GameNow

Background

Website Description

GameNow is a website made by a group of two students for a third year university course on web design over the duration of 3 weeks. The website was desiged to be an e-commerce, digital game distribution website with a clean look. The design went through several interations, reflected in prototypes, to improve the user experience.

Type: Web Design and Development

Tools: HTML, CSS, Axure, Git, Visual Studio Code

Goal: Design an e-commerce website on a product of your choice

The Process

Styleguide

To design the website we first ideated on the theme of the website. I came up with branding for our fake company GameNow which included mission statement, goals, colors, fonts and art direction. This led into a styleguide for the website that provides example codes, classes, and styling for everything from navigation links to content display.

Initial styleguide to support expandability of website

Wireframe

I created the low fidelity wireframe on axure and then took it into draw.io to support collaboration between the group. We then worked on layout design for half of the pages each, following the styleguide, and then came together to discuss each others layouts and adjust it based on feedback.

Low fidelity wireframe of website

Git Repository

I setup a Git repository on GitLab to support the website's version management control. The repo was accessed through GitKraken linked with visual studio code to allow version control directly within visual studio. Changes were pushed regularly with our agreed apon naming convention. This was one of the more challenging aspects of this project as the interlinking of the repo, GitKraken and Visual Studio wasn't always perfect. Sometimes one would fall out of sync with the others and required the program to be manually relaunched.

game now git repository view
Git repository being accessed through GitKraken

Prototype

Link to prototype

I wrote most of the code for the HTML and CSS prototype. I created a template page first, with the elements that would be consistent throughout each page like the naviation and footer. My team then split up the pages for each of us to complete and I was in charge of the home, games, about, game details, help and account pages. To create these pages to be dynamic I used a grid system with media queries and the flexbox list managment system.

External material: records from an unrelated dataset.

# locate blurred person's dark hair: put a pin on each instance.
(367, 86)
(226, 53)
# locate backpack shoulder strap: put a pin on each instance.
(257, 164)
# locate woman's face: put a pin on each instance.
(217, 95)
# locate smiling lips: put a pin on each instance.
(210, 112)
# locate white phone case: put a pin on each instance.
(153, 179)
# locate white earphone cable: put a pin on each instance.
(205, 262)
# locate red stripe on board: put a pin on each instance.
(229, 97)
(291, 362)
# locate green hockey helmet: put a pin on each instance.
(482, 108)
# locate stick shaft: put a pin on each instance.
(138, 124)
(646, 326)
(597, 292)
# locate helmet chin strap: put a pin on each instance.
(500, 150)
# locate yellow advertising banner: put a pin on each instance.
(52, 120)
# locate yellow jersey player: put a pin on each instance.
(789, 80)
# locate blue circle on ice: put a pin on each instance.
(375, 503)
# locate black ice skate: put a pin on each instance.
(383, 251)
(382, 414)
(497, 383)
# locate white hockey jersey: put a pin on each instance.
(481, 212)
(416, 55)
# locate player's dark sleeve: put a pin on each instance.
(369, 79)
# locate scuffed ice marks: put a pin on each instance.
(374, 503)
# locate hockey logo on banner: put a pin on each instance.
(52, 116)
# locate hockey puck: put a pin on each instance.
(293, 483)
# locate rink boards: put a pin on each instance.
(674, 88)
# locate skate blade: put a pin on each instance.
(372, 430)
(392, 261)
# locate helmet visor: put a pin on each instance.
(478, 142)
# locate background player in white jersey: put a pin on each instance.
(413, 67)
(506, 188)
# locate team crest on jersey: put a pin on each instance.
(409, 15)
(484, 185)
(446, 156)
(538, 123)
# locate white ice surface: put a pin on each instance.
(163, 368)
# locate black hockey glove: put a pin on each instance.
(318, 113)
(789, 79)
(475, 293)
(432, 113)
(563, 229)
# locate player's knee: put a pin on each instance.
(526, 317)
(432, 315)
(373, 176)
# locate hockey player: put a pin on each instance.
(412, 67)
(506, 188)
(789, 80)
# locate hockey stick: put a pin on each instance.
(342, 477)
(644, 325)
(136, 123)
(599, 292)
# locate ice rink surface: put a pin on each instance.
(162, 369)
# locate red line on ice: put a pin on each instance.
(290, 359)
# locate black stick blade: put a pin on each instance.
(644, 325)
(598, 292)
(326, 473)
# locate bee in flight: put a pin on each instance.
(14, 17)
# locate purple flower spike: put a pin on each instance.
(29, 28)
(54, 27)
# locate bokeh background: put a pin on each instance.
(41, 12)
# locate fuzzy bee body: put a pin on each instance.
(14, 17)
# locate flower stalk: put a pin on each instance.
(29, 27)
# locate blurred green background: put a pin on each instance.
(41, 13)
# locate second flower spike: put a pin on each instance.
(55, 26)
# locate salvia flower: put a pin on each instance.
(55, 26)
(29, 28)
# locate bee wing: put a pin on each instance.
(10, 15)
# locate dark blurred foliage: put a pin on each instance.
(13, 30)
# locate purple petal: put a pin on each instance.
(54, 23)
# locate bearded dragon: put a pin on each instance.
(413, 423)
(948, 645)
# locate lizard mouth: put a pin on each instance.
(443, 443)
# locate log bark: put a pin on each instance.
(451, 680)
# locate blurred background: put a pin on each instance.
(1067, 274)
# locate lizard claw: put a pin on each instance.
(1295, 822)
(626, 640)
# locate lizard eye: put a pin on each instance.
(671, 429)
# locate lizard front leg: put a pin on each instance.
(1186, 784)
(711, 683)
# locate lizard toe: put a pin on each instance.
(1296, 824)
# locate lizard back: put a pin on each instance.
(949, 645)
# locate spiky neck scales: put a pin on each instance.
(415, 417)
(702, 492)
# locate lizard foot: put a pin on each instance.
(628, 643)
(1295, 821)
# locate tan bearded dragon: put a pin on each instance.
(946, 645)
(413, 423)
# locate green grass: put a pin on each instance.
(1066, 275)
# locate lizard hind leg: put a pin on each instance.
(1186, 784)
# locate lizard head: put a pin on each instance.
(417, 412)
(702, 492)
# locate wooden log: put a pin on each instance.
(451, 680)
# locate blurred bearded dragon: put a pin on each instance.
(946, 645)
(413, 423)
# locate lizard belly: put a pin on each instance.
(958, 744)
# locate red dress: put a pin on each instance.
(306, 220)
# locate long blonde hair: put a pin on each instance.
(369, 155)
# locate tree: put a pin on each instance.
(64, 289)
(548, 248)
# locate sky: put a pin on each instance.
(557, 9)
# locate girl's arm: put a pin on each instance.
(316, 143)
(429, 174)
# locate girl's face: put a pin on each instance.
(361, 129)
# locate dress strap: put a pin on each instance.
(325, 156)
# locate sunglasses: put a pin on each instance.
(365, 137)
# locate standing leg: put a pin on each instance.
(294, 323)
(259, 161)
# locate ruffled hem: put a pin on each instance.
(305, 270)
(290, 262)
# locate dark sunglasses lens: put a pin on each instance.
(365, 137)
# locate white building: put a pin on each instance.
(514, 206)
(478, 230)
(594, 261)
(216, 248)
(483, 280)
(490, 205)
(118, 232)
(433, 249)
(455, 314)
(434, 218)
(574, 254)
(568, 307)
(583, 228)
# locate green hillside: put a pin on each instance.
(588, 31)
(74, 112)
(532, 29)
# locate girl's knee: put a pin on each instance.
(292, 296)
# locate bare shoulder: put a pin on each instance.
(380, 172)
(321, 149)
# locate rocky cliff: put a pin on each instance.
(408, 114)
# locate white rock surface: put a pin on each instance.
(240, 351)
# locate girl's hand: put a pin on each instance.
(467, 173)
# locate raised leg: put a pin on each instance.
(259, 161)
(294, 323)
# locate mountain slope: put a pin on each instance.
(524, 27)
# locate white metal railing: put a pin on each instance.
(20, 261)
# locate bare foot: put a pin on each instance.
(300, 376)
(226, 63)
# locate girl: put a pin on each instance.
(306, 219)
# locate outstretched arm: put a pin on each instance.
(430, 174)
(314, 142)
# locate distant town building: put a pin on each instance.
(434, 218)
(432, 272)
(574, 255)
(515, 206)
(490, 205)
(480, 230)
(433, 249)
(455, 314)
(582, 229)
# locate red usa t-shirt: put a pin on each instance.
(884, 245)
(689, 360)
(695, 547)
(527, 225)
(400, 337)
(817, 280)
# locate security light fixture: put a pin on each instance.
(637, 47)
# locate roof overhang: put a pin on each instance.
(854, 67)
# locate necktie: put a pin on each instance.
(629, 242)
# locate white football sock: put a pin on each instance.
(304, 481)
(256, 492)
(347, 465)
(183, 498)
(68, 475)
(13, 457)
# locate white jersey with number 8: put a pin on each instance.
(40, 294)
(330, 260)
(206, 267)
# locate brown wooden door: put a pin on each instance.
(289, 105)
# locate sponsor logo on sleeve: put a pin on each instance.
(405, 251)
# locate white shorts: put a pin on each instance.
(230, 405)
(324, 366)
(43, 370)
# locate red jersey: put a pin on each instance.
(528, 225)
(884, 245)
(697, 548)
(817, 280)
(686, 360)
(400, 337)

Prototype website with all pages implemented

Accessibility Testing

The website was then tested and optomized for accessibility. I used the W3Schools html and css validator as an initial test for each page and then a validator service provided by our instructor that used a AAA strict validation schema. Then the speed of access was tested using webpagetest.org to see if the website is accessible on low bandwidth or datacapped connections. Unfortunately I was unable to get to the optomization of this before the deadline, but I would have added multiple resolution versions of the images in the project and used the srcset property of the img tag to allow the browser to choose the appropriate file. Images were the largest contributors to slower access speeds.

Validation test of website code
W3Schools validation test
Access speed test
Speed test on webpagetest.org

Reflection

This project made me more aware of the work that goes into making dynamic webpages to be functinoal on a wide variety of devices. I came into this project knowing media queries as a tool for dynamic webpages, but when the number of items I was trying to display became too cumbersome I had to learn new tools like flexbox. Figuring out Git was very rewarding for this project since version management and redundancy with a repository are extremely valuable tools in software development.